Il finale di Hunger Games – La ballata dell’usignolo e del serpente, diretto da Francis Lawrence

ATTENZIONE!! SPOILER!!!

 

Dopo che Lucy pare essere sparita nel nulla, Coriolanus Snow è convocato dalla dottoressa Gaul: l’obiettivo è stato raggiunto, la decima edizione degli Hunger Games sono stati un successo di pubblico, invertendo la tendenza negativa degli scorsi anni. Successivamente, col pretesto di consegnare gli effetti personali di Seianus Plinth, si reca dal Decano Casca Highbottom, dimostratosi suo più grande ostacolo all’interno dell’università, con cui ha un ultimo faccia a faccia, dove quest’ultimo mostra tutto il suo pentimento per aver ideato questa forma barbara di spettacolo e il suo rammarico per le manovre di Snow, rivelatesi salvatrici dell’evento. Per quest’ultimo la sconfitta definitiva si consuma con la morte per avvelenamento, diventando la prima vittima diretta della sete di potere del futuro presidente di Panem, che una volta uscito dall’aula, si reca verso la piazza di Capitol City, guardando verso la grande statua al centro della rotonda, deciso più che mai a scalare tutti i gradini del potere.

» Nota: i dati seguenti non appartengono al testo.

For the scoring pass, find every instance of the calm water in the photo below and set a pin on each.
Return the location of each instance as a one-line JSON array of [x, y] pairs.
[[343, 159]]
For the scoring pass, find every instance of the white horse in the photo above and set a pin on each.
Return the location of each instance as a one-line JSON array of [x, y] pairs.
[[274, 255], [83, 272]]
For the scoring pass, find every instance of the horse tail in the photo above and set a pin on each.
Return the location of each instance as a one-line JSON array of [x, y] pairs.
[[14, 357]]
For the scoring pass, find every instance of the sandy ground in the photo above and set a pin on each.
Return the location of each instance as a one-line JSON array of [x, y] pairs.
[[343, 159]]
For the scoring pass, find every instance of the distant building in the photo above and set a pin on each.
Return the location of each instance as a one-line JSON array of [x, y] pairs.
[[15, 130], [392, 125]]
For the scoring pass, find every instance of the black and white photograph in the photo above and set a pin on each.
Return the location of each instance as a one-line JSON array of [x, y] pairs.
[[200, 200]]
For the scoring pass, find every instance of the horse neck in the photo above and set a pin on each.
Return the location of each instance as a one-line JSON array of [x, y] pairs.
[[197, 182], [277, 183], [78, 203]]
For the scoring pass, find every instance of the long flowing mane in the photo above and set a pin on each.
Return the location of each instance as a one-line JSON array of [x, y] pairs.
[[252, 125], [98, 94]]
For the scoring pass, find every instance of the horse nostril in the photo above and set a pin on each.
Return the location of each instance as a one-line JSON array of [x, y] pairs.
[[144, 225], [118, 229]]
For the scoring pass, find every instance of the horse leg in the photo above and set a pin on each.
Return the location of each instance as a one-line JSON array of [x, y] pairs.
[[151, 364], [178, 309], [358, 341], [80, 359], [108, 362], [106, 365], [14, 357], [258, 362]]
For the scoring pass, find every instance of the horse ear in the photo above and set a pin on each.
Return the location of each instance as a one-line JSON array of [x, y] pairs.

In voice over viene pronunciata una frase celebre del personaggio nella saga principale, precisamente ne Il canto della rivolta parte 1, infatti; la voce è quella di Donald Sutherland, che recita: «Sono le cose che amiamo di più a distruggerci».

 

 

La spiegazione del finale di Hunger Games - La ballata dell'usignolo e del serpente

 

 

La spiegazione del finale di Hunger Games – La ballata dell’usignolo e del serpente

La conclusione dell’atto finale è, a mani basse, la parte peggiore del film: un’inutile complicazione nel cercare di rendere l’atmosfera criptica e ambigua; il rischio più grande, corso da questo tipo di messa in scena, è banalizzare il percorso evolutivo del protagonista, riducendo le motivazioni della sua cattiveria ad un normale risentimento dovuto alla delusione d’amore, perciò la citazione, di fatto, è colpevolmente fuori contesto. Ciò va in controtendenza con quanto è stato mostrato fino a quel momento, poiché rimane sempre incerto il vero sentimento che Snow prova, sia per Lucy che per Seianus, fino a che arriva il momento di scegliere quale strada percorrere, fino a che il tempo non permette più d’indossare la maschera, mostrandosi platealmente per quello che si è. La volontà è palesemente quella di poter continuare con dei seguiti, in modo tale da concludere con il raggiungimento della massima carica politica dello Stato, eppure va riconosciuta la capacità di aver saputo chiudere il piccolo cerchio di questa storia. Il lungometraggio ha tutti gli effetti si può definire autoconclusivo, lasciando naturalmente la possibilità, in qualsiasi momento, di poter continuare, senza però lasciare un senso di incompiuto o pezzi sparsi per aria. Resta solo da capire se riusciranno, per prima cosa, ad ottenere l’attenzione del pubblico e realizzare una seconda fase sempre più qualitativamente elevata, sfatando in un certo senso, una sorta di tabù, che affligge le saghe prequel da trent’anni a questa parte.